Cantera de grandes dibujantes, por sus filas pasaron viñetistas emblemáticos de la talla de Gallardo, Max, Nazario o Mariscal. Un repaso somero por buena parte de aquella producción da que pensar, como si pasadas cuatro décadas tuviéramos la triste certeza de que muchas de aquellas viñetas no resistirían hoy el escrutinio de lo políticamente correcto. El Víbora, con su festín de colores y formas, condensaba la perversión, la sátira y el cachondeo de una época que desbarraba entusiasmo por los márgenes de una democracia bisoña.

“Su producción supuso un antes y un después”, apunta Álvaro Pons, profesor de la Universitat de València y uno de los mayores expertos en la materia. “En los 80, las revistas de cómic adulto y autoral vivían un momento de esplendor, muchas de ellas se nutrían de material extranjero, pero no fue el caso de El Víbora, que se desmarcó por completo de esta tendencia publicando a autores españoles que rompían con la norma porque venían del underground”.

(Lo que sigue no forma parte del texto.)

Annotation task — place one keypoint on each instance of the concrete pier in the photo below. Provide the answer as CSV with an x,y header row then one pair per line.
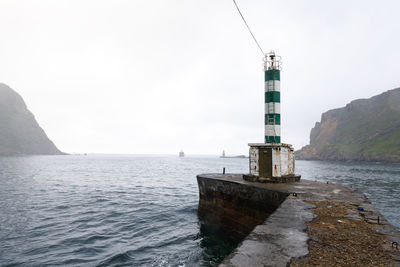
x,y
302,223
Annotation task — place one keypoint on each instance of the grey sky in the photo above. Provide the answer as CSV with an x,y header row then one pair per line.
x,y
144,76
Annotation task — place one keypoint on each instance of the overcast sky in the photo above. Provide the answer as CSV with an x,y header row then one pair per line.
x,y
157,76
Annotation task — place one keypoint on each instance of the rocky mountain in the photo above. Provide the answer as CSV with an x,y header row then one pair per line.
x,y
365,130
20,134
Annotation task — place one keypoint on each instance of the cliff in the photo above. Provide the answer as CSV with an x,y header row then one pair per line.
x,y
20,134
364,130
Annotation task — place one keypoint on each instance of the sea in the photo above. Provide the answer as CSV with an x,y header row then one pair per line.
x,y
138,210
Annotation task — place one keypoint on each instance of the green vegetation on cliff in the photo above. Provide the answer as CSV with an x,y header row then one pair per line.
x,y
20,134
365,129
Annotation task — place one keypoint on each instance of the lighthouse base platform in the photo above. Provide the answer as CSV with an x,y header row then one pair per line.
x,y
271,163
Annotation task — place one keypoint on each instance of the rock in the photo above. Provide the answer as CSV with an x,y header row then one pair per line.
x,y
20,134
363,130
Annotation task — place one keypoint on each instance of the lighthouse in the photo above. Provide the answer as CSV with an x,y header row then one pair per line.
x,y
272,160
272,65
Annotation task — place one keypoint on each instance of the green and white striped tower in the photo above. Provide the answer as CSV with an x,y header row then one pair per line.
x,y
272,65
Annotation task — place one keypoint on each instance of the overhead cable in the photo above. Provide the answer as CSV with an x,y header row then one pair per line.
x,y
248,28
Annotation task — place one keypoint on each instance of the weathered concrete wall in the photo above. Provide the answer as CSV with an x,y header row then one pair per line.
x,y
233,206
314,223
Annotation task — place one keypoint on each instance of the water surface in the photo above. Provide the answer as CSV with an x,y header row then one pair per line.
x,y
137,210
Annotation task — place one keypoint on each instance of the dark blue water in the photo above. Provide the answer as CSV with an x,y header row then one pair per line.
x,y
136,210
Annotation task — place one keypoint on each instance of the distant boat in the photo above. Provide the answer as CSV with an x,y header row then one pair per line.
x,y
224,156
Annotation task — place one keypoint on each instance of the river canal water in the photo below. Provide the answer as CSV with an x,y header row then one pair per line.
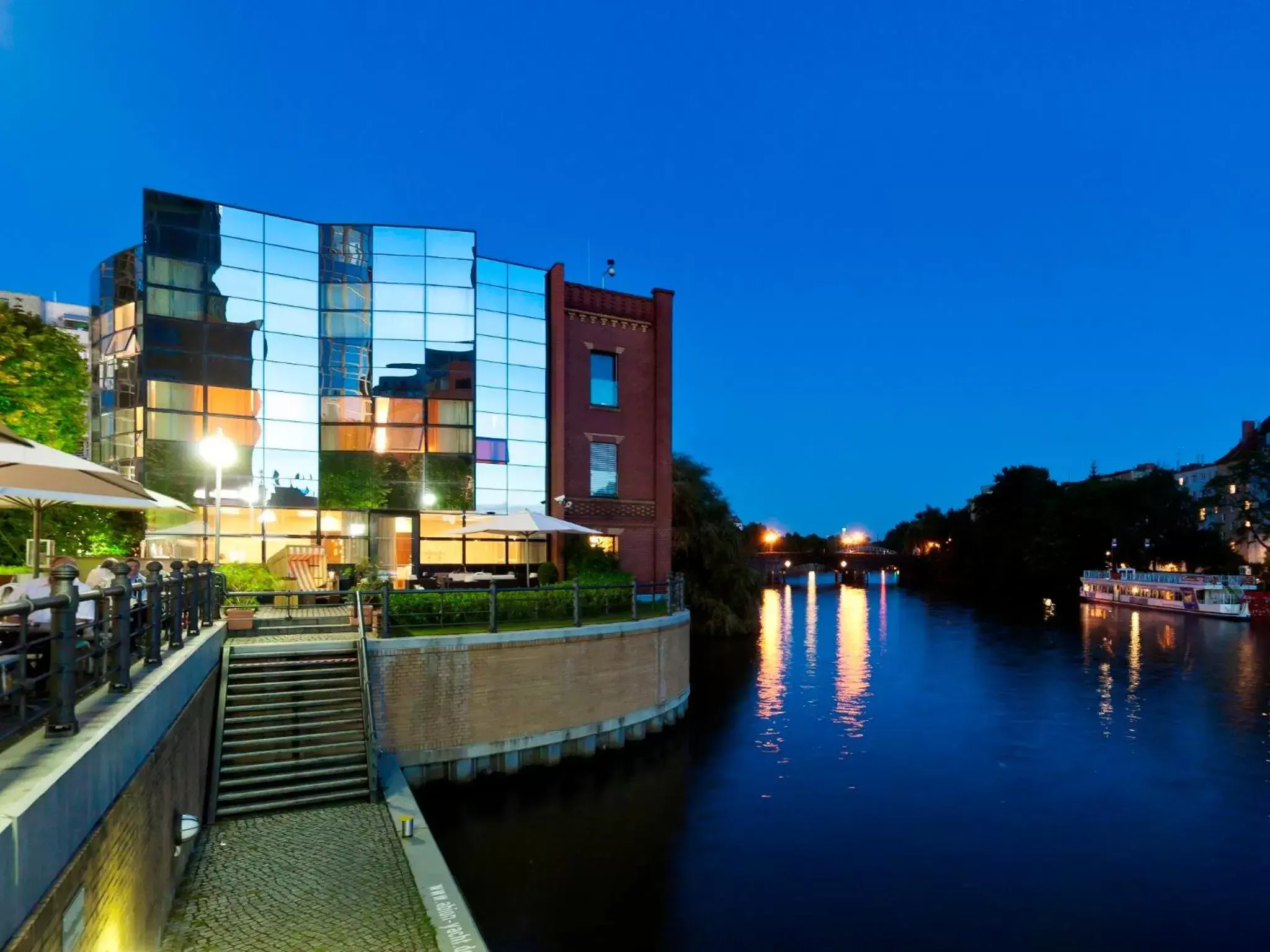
x,y
881,771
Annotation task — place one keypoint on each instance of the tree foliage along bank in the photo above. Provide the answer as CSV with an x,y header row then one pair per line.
x,y
713,552
1028,536
43,391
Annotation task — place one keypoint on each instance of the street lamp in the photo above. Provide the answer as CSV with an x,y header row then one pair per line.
x,y
219,451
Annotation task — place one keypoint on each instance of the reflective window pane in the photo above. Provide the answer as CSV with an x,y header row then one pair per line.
x,y
407,325
346,324
448,271
453,244
530,478
521,278
526,304
290,262
446,328
286,348
281,434
491,477
492,350
235,282
493,426
492,375
399,270
491,400
285,319
450,300
526,329
300,408
242,224
399,242
523,454
489,272
526,355
530,428
235,310
290,291
398,298
238,253
491,299
527,379
294,234
493,323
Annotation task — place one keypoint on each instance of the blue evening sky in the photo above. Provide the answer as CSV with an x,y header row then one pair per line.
x,y
912,243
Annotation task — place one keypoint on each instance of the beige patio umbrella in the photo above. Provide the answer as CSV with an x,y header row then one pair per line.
x,y
38,478
523,524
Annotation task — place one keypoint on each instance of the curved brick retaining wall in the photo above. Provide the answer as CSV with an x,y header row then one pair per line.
x,y
456,706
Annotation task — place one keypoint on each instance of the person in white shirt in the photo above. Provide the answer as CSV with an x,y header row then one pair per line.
x,y
103,575
42,588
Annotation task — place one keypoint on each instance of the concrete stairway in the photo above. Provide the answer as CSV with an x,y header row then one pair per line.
x,y
291,729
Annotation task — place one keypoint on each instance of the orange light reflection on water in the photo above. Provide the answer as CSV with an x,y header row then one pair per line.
x,y
851,684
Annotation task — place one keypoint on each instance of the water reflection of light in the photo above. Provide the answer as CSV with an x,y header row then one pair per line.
x,y
810,622
851,684
882,617
771,655
1132,701
1105,697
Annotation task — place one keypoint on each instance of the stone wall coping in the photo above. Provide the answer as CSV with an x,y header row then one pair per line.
x,y
54,791
585,632
447,909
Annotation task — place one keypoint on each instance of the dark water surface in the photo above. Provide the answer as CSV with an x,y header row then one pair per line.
x,y
883,772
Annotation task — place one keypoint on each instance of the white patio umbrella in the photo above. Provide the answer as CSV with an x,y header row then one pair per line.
x,y
523,524
38,478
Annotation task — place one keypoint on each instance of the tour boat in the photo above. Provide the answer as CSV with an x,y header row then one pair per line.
x,y
1222,596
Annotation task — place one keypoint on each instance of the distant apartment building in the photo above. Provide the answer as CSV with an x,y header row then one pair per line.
x,y
74,319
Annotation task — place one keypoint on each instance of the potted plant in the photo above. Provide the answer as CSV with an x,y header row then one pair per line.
x,y
246,576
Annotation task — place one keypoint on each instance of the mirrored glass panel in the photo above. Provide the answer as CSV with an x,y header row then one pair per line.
x,y
451,244
399,270
242,224
398,298
291,232
290,262
394,240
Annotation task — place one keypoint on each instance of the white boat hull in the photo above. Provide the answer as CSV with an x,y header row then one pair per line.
x,y
1235,612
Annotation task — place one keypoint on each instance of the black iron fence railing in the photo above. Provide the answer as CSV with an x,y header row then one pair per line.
x,y
395,614
58,648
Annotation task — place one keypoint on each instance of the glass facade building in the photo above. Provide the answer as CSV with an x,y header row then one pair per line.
x,y
384,385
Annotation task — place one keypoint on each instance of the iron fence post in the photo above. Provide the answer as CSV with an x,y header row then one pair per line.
x,y
61,718
177,633
154,612
208,617
121,676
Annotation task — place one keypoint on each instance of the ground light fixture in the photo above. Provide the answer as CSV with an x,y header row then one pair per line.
x,y
218,451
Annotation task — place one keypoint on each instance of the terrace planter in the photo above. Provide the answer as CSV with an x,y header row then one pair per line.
x,y
241,619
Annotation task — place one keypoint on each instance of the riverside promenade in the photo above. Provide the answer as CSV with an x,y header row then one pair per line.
x,y
324,879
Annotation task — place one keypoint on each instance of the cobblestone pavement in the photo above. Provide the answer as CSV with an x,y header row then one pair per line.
x,y
322,880
296,637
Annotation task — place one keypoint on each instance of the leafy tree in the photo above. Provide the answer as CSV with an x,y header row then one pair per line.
x,y
711,551
43,381
43,390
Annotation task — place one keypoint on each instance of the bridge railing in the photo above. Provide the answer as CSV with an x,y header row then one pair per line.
x,y
56,649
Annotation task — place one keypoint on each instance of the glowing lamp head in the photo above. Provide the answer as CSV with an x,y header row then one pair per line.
x,y
218,450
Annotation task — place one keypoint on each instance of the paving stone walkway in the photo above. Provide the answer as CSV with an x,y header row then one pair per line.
x,y
323,880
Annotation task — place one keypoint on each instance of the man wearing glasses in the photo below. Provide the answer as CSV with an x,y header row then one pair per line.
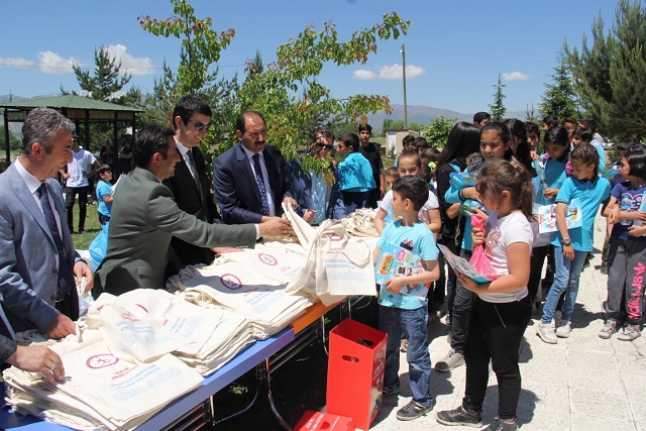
x,y
190,185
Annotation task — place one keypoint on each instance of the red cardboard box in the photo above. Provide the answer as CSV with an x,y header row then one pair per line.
x,y
318,421
355,377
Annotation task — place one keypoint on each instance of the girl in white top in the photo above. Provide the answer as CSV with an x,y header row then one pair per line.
x,y
501,309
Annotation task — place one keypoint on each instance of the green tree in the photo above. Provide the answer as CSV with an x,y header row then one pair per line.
x,y
437,131
559,99
498,106
610,75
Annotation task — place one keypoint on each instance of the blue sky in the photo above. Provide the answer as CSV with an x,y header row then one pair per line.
x,y
456,49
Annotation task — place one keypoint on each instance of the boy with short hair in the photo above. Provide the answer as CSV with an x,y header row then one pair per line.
x,y
406,262
104,194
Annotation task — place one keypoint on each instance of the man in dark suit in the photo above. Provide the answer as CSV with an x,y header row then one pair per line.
x,y
190,185
145,217
38,263
251,180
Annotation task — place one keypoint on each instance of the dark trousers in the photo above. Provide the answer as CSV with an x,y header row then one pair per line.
x,y
461,313
70,198
495,334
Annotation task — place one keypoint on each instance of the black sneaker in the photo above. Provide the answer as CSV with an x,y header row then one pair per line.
x,y
459,417
413,410
501,425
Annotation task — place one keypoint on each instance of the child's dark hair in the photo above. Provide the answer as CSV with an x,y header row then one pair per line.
x,y
412,154
413,188
351,140
636,157
583,134
558,136
391,172
586,154
497,175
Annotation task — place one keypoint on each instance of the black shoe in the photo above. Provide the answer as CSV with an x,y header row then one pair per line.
x,y
413,410
501,425
460,417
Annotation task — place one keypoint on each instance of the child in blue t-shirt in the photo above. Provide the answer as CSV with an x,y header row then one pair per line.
x,y
571,247
104,194
406,262
627,247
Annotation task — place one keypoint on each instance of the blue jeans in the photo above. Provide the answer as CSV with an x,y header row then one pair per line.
x,y
566,279
415,325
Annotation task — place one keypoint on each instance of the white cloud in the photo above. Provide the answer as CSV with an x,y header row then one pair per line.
x,y
515,76
364,74
394,71
16,63
129,63
52,63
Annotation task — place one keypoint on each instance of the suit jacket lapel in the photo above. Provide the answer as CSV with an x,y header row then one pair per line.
x,y
23,194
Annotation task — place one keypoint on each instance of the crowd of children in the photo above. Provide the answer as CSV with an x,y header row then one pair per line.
x,y
506,176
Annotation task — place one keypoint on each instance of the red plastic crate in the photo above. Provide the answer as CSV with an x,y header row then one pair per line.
x,y
318,421
355,376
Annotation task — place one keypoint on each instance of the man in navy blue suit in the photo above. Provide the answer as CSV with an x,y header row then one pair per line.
x,y
250,180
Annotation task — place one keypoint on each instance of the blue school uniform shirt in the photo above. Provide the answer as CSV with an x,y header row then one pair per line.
x,y
355,173
420,241
103,189
629,198
590,194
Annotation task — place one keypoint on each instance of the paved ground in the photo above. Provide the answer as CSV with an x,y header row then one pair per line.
x,y
582,384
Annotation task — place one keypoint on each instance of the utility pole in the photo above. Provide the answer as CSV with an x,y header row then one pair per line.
x,y
403,51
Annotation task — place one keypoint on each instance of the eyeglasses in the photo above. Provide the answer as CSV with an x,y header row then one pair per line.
x,y
200,127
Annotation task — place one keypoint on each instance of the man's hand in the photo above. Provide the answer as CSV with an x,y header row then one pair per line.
x,y
82,270
62,327
274,226
41,360
290,201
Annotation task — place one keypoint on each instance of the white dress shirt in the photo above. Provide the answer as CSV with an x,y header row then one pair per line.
x,y
32,184
265,177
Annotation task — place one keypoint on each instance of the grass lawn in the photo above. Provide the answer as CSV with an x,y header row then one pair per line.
x,y
92,227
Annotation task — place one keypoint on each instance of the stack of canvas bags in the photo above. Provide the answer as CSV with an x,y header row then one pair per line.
x,y
235,285
101,391
144,324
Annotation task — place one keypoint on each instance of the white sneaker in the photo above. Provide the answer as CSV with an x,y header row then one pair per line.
x,y
546,332
564,329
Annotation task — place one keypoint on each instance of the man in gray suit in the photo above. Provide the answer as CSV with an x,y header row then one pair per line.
x,y
145,217
37,260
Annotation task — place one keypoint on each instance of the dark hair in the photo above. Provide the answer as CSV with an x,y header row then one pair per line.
x,y
551,121
411,153
532,128
189,105
413,188
104,168
586,154
241,120
518,130
351,140
464,139
151,140
558,136
497,175
636,156
365,127
392,172
479,116
583,134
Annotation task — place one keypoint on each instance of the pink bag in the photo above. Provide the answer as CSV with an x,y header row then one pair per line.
x,y
479,259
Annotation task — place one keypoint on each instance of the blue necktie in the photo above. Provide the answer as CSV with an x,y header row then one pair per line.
x,y
260,183
53,229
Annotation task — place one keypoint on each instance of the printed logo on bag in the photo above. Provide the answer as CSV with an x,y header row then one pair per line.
x,y
267,259
230,281
101,361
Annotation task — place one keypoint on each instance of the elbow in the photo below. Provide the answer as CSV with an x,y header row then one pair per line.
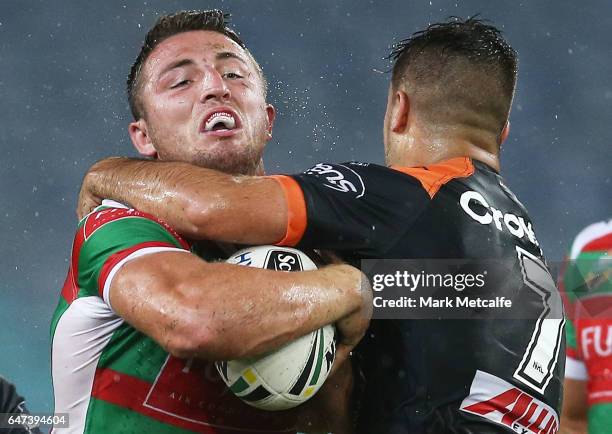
x,y
206,339
198,219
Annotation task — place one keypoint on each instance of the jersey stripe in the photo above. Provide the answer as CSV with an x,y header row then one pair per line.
x,y
130,392
296,210
602,244
433,177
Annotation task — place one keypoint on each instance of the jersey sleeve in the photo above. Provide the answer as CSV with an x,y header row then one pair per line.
x,y
109,238
357,207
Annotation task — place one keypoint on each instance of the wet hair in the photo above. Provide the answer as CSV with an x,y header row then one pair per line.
x,y
173,24
458,72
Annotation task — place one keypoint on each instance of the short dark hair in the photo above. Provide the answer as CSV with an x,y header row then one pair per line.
x,y
170,25
460,68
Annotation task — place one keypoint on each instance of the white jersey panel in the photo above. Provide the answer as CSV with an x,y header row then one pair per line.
x,y
82,333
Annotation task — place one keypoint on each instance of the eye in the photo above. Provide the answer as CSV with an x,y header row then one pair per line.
x,y
232,75
181,83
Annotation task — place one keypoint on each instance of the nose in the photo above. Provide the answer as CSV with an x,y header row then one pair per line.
x,y
214,86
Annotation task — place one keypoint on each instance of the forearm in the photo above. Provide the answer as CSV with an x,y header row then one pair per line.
x,y
199,203
220,311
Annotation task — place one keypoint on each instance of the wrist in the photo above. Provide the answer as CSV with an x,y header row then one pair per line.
x,y
354,285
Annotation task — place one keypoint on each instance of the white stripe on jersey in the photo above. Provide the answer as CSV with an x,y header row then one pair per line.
x,y
82,333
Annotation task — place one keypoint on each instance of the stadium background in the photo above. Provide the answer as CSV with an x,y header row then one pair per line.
x,y
62,103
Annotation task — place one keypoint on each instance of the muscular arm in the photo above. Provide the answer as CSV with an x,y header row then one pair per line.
x,y
220,311
574,412
199,203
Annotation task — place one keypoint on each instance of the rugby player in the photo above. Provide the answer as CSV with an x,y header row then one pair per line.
x,y
586,284
141,315
440,196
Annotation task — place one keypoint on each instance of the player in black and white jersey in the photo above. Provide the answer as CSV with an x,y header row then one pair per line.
x,y
441,196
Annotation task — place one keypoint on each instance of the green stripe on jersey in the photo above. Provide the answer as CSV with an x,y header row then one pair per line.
x,y
112,238
106,418
134,353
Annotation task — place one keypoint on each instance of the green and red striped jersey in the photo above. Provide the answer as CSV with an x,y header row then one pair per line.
x,y
587,288
112,378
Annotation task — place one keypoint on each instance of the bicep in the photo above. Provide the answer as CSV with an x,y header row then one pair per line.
x,y
148,293
574,412
244,210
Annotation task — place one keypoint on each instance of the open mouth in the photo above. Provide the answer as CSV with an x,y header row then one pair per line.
x,y
220,121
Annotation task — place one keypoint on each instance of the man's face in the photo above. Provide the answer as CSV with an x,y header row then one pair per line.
x,y
204,104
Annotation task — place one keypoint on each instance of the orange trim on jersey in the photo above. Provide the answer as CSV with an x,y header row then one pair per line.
x,y
434,176
296,210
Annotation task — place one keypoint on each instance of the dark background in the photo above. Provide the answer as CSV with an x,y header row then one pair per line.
x,y
62,104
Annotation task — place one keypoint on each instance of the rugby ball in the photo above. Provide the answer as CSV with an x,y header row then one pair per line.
x,y
292,374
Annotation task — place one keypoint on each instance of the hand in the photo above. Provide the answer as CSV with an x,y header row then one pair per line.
x,y
353,327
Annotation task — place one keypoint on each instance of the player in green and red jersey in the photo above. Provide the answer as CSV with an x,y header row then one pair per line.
x,y
587,284
441,196
141,317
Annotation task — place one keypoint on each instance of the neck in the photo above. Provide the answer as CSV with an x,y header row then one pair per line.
x,y
418,150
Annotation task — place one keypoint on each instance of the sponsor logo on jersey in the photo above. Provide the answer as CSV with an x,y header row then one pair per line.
x,y
503,403
477,207
281,260
340,178
596,341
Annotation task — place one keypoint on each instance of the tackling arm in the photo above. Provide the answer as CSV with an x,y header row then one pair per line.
x,y
199,203
219,311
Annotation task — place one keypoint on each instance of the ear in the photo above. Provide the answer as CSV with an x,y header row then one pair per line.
x,y
400,111
271,112
140,138
504,134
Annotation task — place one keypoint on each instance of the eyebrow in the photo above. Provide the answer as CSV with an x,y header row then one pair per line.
x,y
229,55
187,62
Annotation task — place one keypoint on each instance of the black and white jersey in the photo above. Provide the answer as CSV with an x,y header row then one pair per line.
x,y
486,374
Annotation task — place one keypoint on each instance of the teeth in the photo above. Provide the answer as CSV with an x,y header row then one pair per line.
x,y
224,118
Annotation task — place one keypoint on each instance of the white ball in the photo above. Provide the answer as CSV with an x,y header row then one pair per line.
x,y
292,374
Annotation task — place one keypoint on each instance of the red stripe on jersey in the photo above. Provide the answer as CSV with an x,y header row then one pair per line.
x,y
93,222
573,353
131,393
434,176
603,244
119,256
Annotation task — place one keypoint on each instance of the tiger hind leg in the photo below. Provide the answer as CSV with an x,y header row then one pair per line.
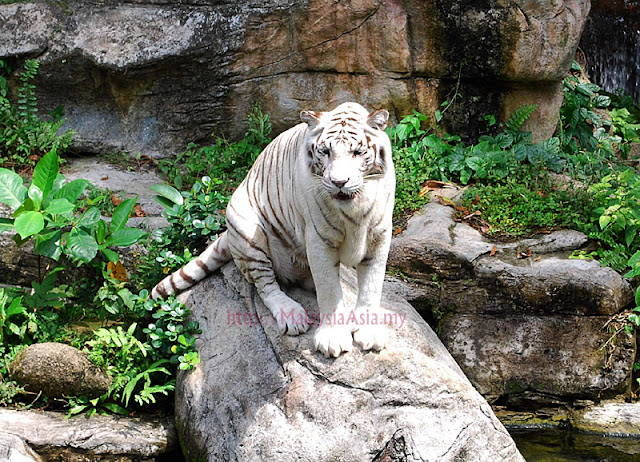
x,y
216,255
254,261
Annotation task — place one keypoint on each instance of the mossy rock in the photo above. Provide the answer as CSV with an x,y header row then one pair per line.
x,y
58,370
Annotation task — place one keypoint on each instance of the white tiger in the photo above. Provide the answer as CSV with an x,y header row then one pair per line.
x,y
319,195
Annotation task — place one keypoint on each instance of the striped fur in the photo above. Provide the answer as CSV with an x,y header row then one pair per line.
x,y
320,195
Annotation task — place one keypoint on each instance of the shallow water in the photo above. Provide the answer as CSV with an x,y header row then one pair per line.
x,y
561,445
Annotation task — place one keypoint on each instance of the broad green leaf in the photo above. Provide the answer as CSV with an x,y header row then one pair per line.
x,y
125,237
127,297
465,175
113,407
12,191
72,190
29,223
111,255
46,172
82,246
50,244
35,194
630,235
90,217
5,224
59,207
121,214
169,192
26,206
101,231
166,203
15,308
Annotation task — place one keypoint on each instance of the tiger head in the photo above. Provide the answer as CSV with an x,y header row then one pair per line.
x,y
347,147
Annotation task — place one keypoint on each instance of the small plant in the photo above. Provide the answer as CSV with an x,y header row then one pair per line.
x,y
45,212
228,162
24,137
9,311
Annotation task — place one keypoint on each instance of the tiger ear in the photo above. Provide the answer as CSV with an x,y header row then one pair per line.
x,y
378,119
311,118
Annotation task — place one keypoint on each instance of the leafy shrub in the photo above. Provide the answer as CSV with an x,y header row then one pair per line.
x,y
45,212
225,161
520,207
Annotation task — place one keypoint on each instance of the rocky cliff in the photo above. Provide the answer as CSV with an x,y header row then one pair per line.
x,y
153,75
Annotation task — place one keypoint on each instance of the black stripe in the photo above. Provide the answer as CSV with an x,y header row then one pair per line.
x,y
327,219
328,242
249,241
161,290
186,277
348,217
203,266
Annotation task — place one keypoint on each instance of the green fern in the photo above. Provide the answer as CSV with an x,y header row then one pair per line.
x,y
27,101
520,116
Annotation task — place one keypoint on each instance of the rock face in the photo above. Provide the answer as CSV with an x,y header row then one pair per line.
x,y
527,330
21,266
13,449
150,76
610,43
58,370
79,439
257,395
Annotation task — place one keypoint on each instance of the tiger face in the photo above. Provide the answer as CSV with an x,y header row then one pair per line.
x,y
344,148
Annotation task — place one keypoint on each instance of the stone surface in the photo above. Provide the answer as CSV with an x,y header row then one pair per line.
x,y
151,76
58,370
108,176
610,45
528,331
610,418
21,266
13,449
530,360
257,395
82,439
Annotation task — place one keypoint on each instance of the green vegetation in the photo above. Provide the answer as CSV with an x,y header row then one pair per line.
x,y
24,137
581,178
137,341
223,161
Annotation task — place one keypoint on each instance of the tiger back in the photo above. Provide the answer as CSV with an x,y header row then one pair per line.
x,y
320,195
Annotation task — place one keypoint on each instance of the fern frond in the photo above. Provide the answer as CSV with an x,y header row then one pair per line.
x,y
520,116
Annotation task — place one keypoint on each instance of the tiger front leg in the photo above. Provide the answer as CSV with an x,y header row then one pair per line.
x,y
371,333
333,335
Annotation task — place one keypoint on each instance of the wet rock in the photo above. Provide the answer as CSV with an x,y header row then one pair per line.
x,y
99,438
13,449
610,418
58,370
410,401
528,331
150,76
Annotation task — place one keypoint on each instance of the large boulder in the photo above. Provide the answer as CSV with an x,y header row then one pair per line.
x,y
79,439
13,449
58,370
528,330
151,76
258,395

Con dos focos bien delimitados y en plena efervescencia –las Ramblas barcelonesas y el Rastro madrileño–, la muchachada de la época comenzó a volcar en sus cuartillas el ecosistema urbano cotidiano. Muchos de sus personajes son libertarios, travestis, gais, drogadictos, radicales o ecologistas, lo que para los biempensantes de la época representaba el detritus callejero y la marginalidad. Historietas eminentemente urbanas, escritas a pie de acera y con la vanguardia posmoderna en la retina.

“Supieron como pocos aglutinar toda esa contracultura que hasta el momento aparecía diseminada en cientos de fanzines, confiriéndole una personalidad propia alrededor de un proyecto”, explica Pons. Una visión del sexo libre y desinhibida, que rompía con las frustraciones heredadas del franquismo; un sexo ligado a lo cotidiano con toques, en ocasiones, de serie negra.

Max. Original para la cubierta del núm. 13 de El Víbora, 1980. Ediciones La Cúpula.- Max, VEGAP, Barcelona, 2019

Cantera de nuevos valores

Compuesta por cerca de 100 portadas, 38 obras originales, fotografía y documentación complementaria, la muestra expone dibujos que hicieron época como los de Max e Isa Feu para el histórico número especial sobre el golpe de Estado de 1981 o el original de Nazario para la cubierta del número 1 de la revista. Junto a ellos, brillan otros tantos de la talla de Roger, Marta Guerrero, Pons, Martí, Carratalá, Montesol, Ceseepe, Calonge, Jaime Martín o Pamies.

Un elenco que desfiguró la cultura de la Transición hasta hacerla irreconocible y cuya influencia todavía reverbera. “El Víbora apostó por autores que estaban empezando y que, como en el caso de Laura Pérez Vernetti o Paco Roca, se ha demostrado que han sido aciertos, podríamos decir que supo aglutinar la mejor camada de nuevos dibujantes”, remata Pons.